For some unfathomable reason, this wound up being the only recipe Dr. Chao would allow her husband to contribute to the book; her comments are in italics. (Note that Yuen Ren Chao was a linguist, rather than an engineer as Ragnar reports.)

13.1. Stirred Eggs

Stirred eggs may be said to be the most everyday dish made by applying the most everyday method to the most everyday material. Learning to stir-fry eggs is the ABC of cooking. As this is the only dish my husband cooks well, and he says that he either cooks a thing well or not at all, I shall let him tell how it is done.

"Obtain:
6 average-sized fresh eggs (for this is the maximum number of eggs 1 have cooked at one time)
3 grammes of cooking salt (or, as an alternative, 4 grammes of table salt)
50 e.e. fresh lard, which will approximately equal the content of 4 level tablespoonfuls
1 plant of Chinese ts'ung (substitute with scallion if ts'ung is unobtainable) about 30 em. long by 7 mm. in average diameter. (This ingredient is optional.)
"Either shell or unshell the eggs by knocking one against another in any order.1 Be sure to have a bowl below to catch the contents. With a pair of chopsticks, strike the same with a quick, vigorous motion known as 'beating the eggs.' This motion should, however, be made repeatedly and not just once. Automatic machines, aptly named as 'egg-beaters,' have been invented for this purpose.
"Make cross sections of the ts'ung at intervals of about 7.5 mm., making 40 sections altogether. Throw in the ts'ung and the measured amount of salt during the final phase of the 'beating.'
"Heat the lard in a large flat-bottomed pan over a brisk fire until it (the lard) begins to give off a faint trace of smoke. Pour the contents of the bowl into the oil at once.
"The next phase of the operation is the most critical for the successful stir-frying of eggs. When the bottom part of the mixture becomes a puffed-up soft mass on contact with the heat, the upper part will remain quite liquid. Preferably using a thin flat piece of metal attached to a handle, the operator should push the mixture to one side so as to allow the uncooked liquid portion to flow onto the hot fat on the now exposed portion of the bottom. (Sometimes this may be facilitated by slightly tipping the pan.) Quickly repeat this until abut 90 per cent of the liquid has come in contact with the hot fat and becomes puffed. Then, still using the flat piece of metal, make the entire content of the pan revolve through 180 degrees about a horizontal axis. This delicate operation is known as 'turning it over,' which in the hands of a beginner may easily become a flop. It can be done neatly and without waste only after repeated practice with different sets of eggs.
"If the turning over has been successfully carried out, wait for 5 seconds, which is about the time it takes to count from 1 to 12, then transfer the contents to the bowl or a platter, when the dish is said to be done.
"To test whether the cooking has been done properly, observe the person served. If he utters a voiced bilabial nasal consonant with a slow falling intonation, it is good. If he utters the syllable yum in reduplicated form, it is very good."-Y. R. C.

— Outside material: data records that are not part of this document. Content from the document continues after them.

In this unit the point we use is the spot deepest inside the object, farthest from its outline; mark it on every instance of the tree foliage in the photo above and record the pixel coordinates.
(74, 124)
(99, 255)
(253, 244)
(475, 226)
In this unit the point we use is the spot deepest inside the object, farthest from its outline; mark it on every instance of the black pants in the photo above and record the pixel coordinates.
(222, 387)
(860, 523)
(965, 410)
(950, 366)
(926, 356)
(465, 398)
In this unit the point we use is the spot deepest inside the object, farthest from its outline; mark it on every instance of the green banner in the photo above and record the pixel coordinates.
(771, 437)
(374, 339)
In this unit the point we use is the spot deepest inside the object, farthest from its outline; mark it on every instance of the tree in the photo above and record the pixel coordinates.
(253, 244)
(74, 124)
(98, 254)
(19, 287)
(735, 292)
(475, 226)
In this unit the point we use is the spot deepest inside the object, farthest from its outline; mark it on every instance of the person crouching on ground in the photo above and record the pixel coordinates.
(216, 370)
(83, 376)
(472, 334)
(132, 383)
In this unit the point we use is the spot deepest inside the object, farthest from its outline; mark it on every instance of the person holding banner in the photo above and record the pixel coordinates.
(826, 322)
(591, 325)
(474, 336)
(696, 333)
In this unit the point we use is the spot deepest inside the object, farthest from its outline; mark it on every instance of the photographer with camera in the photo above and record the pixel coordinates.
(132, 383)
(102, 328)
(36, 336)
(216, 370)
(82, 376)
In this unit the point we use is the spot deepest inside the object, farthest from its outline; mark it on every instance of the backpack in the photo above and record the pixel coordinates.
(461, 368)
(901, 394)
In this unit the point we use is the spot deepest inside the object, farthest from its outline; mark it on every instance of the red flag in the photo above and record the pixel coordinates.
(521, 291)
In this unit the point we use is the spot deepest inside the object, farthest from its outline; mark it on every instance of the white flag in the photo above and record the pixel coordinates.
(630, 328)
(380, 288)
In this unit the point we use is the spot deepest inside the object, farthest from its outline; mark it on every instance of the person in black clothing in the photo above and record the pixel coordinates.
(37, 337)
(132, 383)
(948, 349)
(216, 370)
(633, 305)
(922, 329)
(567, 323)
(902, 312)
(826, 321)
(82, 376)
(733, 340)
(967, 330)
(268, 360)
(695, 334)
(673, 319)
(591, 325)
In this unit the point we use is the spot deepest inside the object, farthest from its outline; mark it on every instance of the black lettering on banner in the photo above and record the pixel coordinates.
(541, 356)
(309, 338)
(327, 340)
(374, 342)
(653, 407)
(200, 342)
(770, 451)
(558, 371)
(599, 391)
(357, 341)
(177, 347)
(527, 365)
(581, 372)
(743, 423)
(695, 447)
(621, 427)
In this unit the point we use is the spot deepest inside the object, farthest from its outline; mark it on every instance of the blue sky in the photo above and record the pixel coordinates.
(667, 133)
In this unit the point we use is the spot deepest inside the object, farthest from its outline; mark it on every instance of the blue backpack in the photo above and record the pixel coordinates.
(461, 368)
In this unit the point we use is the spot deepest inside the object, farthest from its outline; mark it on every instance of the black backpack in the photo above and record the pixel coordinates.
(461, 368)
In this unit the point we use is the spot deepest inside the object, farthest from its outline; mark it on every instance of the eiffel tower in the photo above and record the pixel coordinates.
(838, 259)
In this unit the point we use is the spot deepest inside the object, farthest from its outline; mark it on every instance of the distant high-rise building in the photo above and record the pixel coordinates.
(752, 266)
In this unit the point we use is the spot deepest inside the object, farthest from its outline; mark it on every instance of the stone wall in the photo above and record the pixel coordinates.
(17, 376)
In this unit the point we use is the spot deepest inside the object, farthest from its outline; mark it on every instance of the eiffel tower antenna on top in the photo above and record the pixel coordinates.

Stirred eggs are really much simpler to make than to tell. It is a very handy dish to fill the table when unexpected guests come. Remember that only lard or any animal fat is good for this dish. It is therefore only good for once, in fact only when it is hot..

1. Since, when two eggs collide, only one of them will break, it will be necessary to use a seventh egg with which to break the sixth. If, as it may very well happen, the seventh egg breaks first instead of the sixth, an expedient will be simply to use the seventh one and put away the sixth. An alternate procedure is to delay your numbering system and define that egg as the sixth egg which breaks after the fifth egg.